Les caractères de son nom renvoyèrent un temps aux initiales de Vittorio Emanuele Re d’Italie, son chœur des Hébreux délivre un message universel et ses chefs-d’œuvre font encore salle comble de nos jours. Portrait d’un génie italien, maître de l’art vocal, qui sut se renouveler.
Né la même année que Richard Wagner, Giuseppe Verdi (1813-1901) composa une œuvre lyrique qui alla dans le sens contraire de celle du maître de Bayreuth. Si Wagner avait inauguré la plénitude du drame musical en développant ses causes philosophiques et religieuses, Verdi chercha plutôt dans son art à en exprimer les effets sur la condition humaine. Les deux hommes ne se sont jamais rencontrés, mais leur rivalité entre germanisme et culture latine fut également emblématique de leur époque.
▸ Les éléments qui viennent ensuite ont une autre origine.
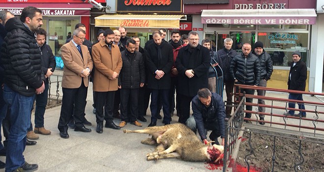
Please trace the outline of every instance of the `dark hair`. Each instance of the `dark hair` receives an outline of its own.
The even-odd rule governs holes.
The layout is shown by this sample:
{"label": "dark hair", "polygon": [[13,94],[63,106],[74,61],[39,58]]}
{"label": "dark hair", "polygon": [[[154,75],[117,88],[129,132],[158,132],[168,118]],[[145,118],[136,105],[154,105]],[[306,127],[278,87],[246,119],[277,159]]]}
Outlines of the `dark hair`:
{"label": "dark hair", "polygon": [[153,37],[154,37],[154,35],[155,35],[157,34],[159,34],[160,36],[162,36],[162,33],[161,31],[160,31],[160,30],[154,31],[153,33],[152,33],[152,36]]}
{"label": "dark hair", "polygon": [[188,35],[187,34],[184,34],[182,35],[181,35],[181,39],[184,40],[184,39],[188,39]]}
{"label": "dark hair", "polygon": [[38,28],[38,29],[37,29],[35,31],[35,32],[36,32],[36,34],[40,34],[40,35],[45,35],[45,36],[46,36],[46,34],[47,33],[46,33],[46,30],[45,30],[43,28]]}
{"label": "dark hair", "polygon": [[130,43],[131,43],[132,44],[136,44],[136,42],[135,42],[135,40],[134,40],[133,39],[128,39],[126,41],[126,46],[128,47],[128,46],[130,45]]}
{"label": "dark hair", "polygon": [[33,6],[28,6],[27,7],[25,7],[23,9],[22,11],[22,15],[20,16],[20,21],[23,23],[25,23],[26,21],[26,17],[28,17],[30,19],[32,19],[33,17],[35,17],[36,15],[36,13],[39,12],[41,14],[43,13],[43,11]]}
{"label": "dark hair", "polygon": [[83,23],[78,23],[78,24],[76,25],[75,27],[74,27],[74,29],[78,29],[80,27],[84,27],[84,28],[85,28],[85,25],[84,25],[84,24],[83,24]]}
{"label": "dark hair", "polygon": [[171,31],[171,35],[172,36],[173,33],[179,33],[179,35],[180,35],[180,31],[178,29],[172,29],[172,30]]}
{"label": "dark hair", "polygon": [[84,31],[84,30],[81,29],[77,28],[73,31],[73,35],[78,36],[78,34],[80,32],[82,32],[83,34],[85,34],[85,31]]}
{"label": "dark hair", "polygon": [[112,31],[112,30],[111,29],[107,29],[105,30],[105,32],[104,32],[104,36],[107,37],[108,34],[113,34],[114,35],[115,33],[114,33],[113,31]]}
{"label": "dark hair", "polygon": [[190,32],[189,32],[189,33],[188,33],[188,36],[190,36],[190,35],[191,35],[191,34],[195,35],[195,35],[199,35],[199,34],[198,34],[198,33],[197,33],[197,32],[194,31],[191,31]]}
{"label": "dark hair", "polygon": [[163,32],[166,32],[166,29],[164,29],[164,28],[161,28],[161,29],[159,29],[159,31],[161,30],[162,30],[162,31],[163,31]]}
{"label": "dark hair", "polygon": [[207,88],[202,88],[198,90],[197,94],[199,98],[207,98],[212,96],[212,92]]}
{"label": "dark hair", "polygon": [[210,41],[209,41],[209,39],[203,39],[202,41],[201,41],[201,45],[204,45],[205,43],[210,43]]}

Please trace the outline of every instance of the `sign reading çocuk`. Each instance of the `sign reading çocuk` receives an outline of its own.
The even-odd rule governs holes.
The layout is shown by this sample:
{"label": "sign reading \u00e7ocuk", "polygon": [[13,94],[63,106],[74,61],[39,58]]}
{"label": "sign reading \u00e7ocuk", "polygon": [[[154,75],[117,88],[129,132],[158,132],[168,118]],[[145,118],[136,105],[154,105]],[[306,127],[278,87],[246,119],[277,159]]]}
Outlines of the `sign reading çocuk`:
{"label": "sign reading \u00e7ocuk", "polygon": [[117,12],[181,13],[183,0],[119,0]]}

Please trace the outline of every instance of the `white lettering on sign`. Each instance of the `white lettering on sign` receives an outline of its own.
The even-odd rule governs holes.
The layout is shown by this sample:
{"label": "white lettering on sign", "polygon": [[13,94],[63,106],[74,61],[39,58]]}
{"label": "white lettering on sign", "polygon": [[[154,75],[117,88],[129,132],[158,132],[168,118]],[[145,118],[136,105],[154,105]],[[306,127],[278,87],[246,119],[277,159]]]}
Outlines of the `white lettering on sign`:
{"label": "white lettering on sign", "polygon": [[286,9],[286,3],[257,3],[255,6],[252,3],[236,3],[234,4],[235,9]]}
{"label": "white lettering on sign", "polygon": [[54,15],[59,16],[73,16],[76,10],[56,10],[54,11]]}

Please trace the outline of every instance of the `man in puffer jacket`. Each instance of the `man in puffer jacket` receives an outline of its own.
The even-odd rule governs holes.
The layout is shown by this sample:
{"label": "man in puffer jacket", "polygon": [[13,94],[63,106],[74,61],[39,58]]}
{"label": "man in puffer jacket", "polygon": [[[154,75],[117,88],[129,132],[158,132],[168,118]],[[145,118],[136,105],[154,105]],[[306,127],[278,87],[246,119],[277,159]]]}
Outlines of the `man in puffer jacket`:
{"label": "man in puffer jacket", "polygon": [[[212,92],[216,92],[216,73],[214,70],[213,66],[216,68],[217,76],[220,76],[219,75],[221,75],[220,70],[218,70],[219,68],[216,67],[216,65],[218,63],[218,65],[221,68],[222,66],[222,61],[220,58],[218,57],[217,52],[211,48],[211,42],[209,40],[203,39],[201,41],[201,45],[208,48],[210,51],[209,55],[211,56],[211,66],[208,70],[208,89]],[[213,64],[213,66],[212,66],[212,64]]]}
{"label": "man in puffer jacket", "polygon": [[[254,44],[254,50],[252,53],[258,57],[260,60],[261,74],[259,86],[267,87],[267,81],[270,79],[273,71],[271,57],[263,50],[263,43],[261,41],[258,41]],[[258,95],[264,96],[266,95],[266,90],[257,90],[257,92],[258,92]],[[266,104],[265,100],[262,99],[258,99],[258,103],[264,105]],[[259,108],[259,112],[264,113],[266,112],[266,108],[260,107]],[[264,121],[264,115],[260,114],[259,116],[260,121]],[[261,125],[265,124],[263,121],[260,121],[259,123]]]}
{"label": "man in puffer jacket", "polygon": [[224,86],[226,91],[227,103],[225,112],[226,116],[231,115],[232,113],[232,102],[233,102],[233,89],[234,88],[234,81],[229,72],[231,62],[233,58],[237,55],[237,53],[232,48],[233,40],[230,38],[224,39],[224,48],[217,51],[218,57],[223,62],[222,69],[224,78]]}
{"label": "man in puffer jacket", "polygon": [[[260,65],[257,57],[251,53],[251,44],[245,43],[242,47],[242,53],[234,57],[231,63],[230,72],[236,84],[259,86],[260,84]],[[236,89],[238,91],[238,89]],[[246,94],[254,94],[254,90],[241,89]],[[246,98],[246,102],[252,103],[253,99]],[[252,106],[246,106],[246,110],[252,111]],[[245,113],[245,118],[250,118],[251,114]],[[249,120],[244,121],[251,123]]]}
{"label": "man in puffer jacket", "polygon": [[25,162],[23,152],[26,145],[27,129],[35,94],[45,89],[41,70],[41,52],[34,31],[43,24],[42,10],[28,6],[22,11],[20,20],[8,20],[8,31],[1,49],[4,67],[3,98],[8,105],[12,124],[8,140],[6,172],[34,171],[37,164]]}

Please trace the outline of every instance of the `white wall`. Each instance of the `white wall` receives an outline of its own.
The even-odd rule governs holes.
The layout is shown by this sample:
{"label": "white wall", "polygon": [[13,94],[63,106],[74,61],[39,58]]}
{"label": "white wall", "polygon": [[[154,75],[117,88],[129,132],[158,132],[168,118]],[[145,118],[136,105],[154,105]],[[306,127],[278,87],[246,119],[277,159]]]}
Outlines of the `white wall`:
{"label": "white wall", "polygon": [[322,92],[324,58],[324,14],[318,13],[311,34],[309,91]]}

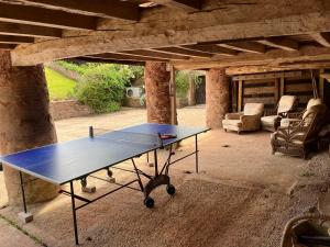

Verdi naquit à côté de Busseto en Italie, dans la province de Parme. Il grandit dans une famille pauvre et ne renia jamais ses origines paysannes. Ainsi apprend-il la musique en autodidacte. À 23 ans, sans diplôme, sans fortune et sans relations, il travaille à la composition d’œuvres dans lesquelles il exprime les goûts simples et la poésie naturelle qui l’entourent. À 26 ans, il connaît un premier succès à la Scala de Milan avec son opéra Oberto, puis c’est avec Nabuccoen 1842, et son fameux chœur des Hébreux chantant leur détresse d’esclaves, qu’il sera enfin lancé. En effet, le public qui reste sensible à la condition de l’Italie sous l’occupation autrichienne, s’y identifie. Dorénavant, ses œuvres jouent un rôle politique dans le cadre du Risorgimento et Verdi sera connu, à son insu, comme « maestro de la révolution. » S’ensuit une période de maturité pendant laquelle Verdi compose sa « trilogie populaire »: Rigoletto, Le Trouvère et La Traviata. Il s’agit le plus souvent de mélodrames musicaux dont se détachent Rigoletto, inspiré par un texte de Victor Hugo, et La Traviata d’après une pièce d’Alexandre Dumas fils.
Propriétaire agricole
Pour les autres œuvres composées pendant cette époque – Simon Boccanegra, Le Bal Masqué, Macbethet Les Vêpres Siciliennes –, Verdi ne se soucie guère de l’indigence de ses livrets. Devenu riche, il devient propriétaire agricole à Sant’Agata. Après La Force du Destin et Don Carlos, opéra où il s’investit davantage en recherche harmonique, il est sollicité par le Khédive d’Égypte à l’occasion de l’inauguration du canal de Suez. Il produit ainsi un opéra à grand spectacle, Aïda, qui sera donné en 1871 à l’opéra du Caire.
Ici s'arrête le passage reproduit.